Data Acquisition
---

This notebook shows the functions used to collect and save data using the Twitter API v2. The [original notebook](./data_acquisition/2_data_acquisition.ipynb) that gathered the data is in the data acquisition folder. File paths have been altered for this notebook, but the reader will need to provide their own Twitter Developer bearer token.

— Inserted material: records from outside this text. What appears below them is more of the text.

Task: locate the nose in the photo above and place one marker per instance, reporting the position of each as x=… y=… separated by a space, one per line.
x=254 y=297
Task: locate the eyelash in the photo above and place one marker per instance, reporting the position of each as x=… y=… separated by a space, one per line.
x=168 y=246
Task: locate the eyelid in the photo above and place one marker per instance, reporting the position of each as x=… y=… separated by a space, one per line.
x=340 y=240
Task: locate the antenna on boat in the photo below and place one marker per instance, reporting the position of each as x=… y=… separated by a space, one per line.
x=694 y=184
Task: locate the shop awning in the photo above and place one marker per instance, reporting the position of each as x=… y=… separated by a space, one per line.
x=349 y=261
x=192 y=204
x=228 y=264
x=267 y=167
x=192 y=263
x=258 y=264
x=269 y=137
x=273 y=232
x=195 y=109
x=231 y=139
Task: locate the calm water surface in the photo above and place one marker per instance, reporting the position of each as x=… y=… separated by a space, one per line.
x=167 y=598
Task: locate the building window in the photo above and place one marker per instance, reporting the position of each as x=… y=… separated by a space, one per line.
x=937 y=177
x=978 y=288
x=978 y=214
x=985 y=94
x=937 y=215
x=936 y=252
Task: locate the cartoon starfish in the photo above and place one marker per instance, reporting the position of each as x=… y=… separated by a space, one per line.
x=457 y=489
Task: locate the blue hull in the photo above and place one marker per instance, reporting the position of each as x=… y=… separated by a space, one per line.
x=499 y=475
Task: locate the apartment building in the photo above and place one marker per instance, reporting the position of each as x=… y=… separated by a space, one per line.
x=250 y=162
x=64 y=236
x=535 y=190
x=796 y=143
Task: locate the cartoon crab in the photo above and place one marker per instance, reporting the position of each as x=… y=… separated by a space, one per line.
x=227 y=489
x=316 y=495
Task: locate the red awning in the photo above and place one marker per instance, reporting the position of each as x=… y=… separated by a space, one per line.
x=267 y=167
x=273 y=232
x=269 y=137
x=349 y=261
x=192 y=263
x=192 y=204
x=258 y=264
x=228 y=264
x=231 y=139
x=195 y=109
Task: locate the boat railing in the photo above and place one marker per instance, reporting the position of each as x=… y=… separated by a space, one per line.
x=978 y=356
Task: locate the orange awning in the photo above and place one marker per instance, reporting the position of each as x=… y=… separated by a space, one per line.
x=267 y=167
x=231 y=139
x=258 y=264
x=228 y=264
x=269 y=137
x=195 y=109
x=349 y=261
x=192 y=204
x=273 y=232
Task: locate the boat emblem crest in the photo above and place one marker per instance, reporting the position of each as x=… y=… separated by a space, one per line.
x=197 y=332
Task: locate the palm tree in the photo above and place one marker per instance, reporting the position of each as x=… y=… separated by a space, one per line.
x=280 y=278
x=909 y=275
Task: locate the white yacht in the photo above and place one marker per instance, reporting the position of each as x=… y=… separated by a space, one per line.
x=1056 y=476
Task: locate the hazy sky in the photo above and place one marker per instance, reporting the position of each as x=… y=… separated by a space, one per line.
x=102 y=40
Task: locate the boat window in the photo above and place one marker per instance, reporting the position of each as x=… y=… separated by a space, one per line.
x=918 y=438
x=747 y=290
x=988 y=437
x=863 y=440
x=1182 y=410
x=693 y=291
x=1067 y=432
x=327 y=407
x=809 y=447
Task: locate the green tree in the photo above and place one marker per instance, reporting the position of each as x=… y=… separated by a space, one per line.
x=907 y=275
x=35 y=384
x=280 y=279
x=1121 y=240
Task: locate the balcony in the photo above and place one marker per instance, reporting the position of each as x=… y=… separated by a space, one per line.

Data are saved in the [raw_data](./raw_data/) directory.

### Import libraries

In [9]:
import pandas as pd
import numpy as np

# searching and interpreting
import requests
from IPython.display import clear_output
from time import sleep
import json

---
## Define functions for search

### format_twitter_search_parameters

The search request requires a search query as well as a list of parameters to request in the response. There are many choices for these parameters. The user planning to perform the search should [familiarize themselves with this Twitter API v2 page](https://developer.twitter.com/en/docs/twitter-api/tweets/lookup/introduction).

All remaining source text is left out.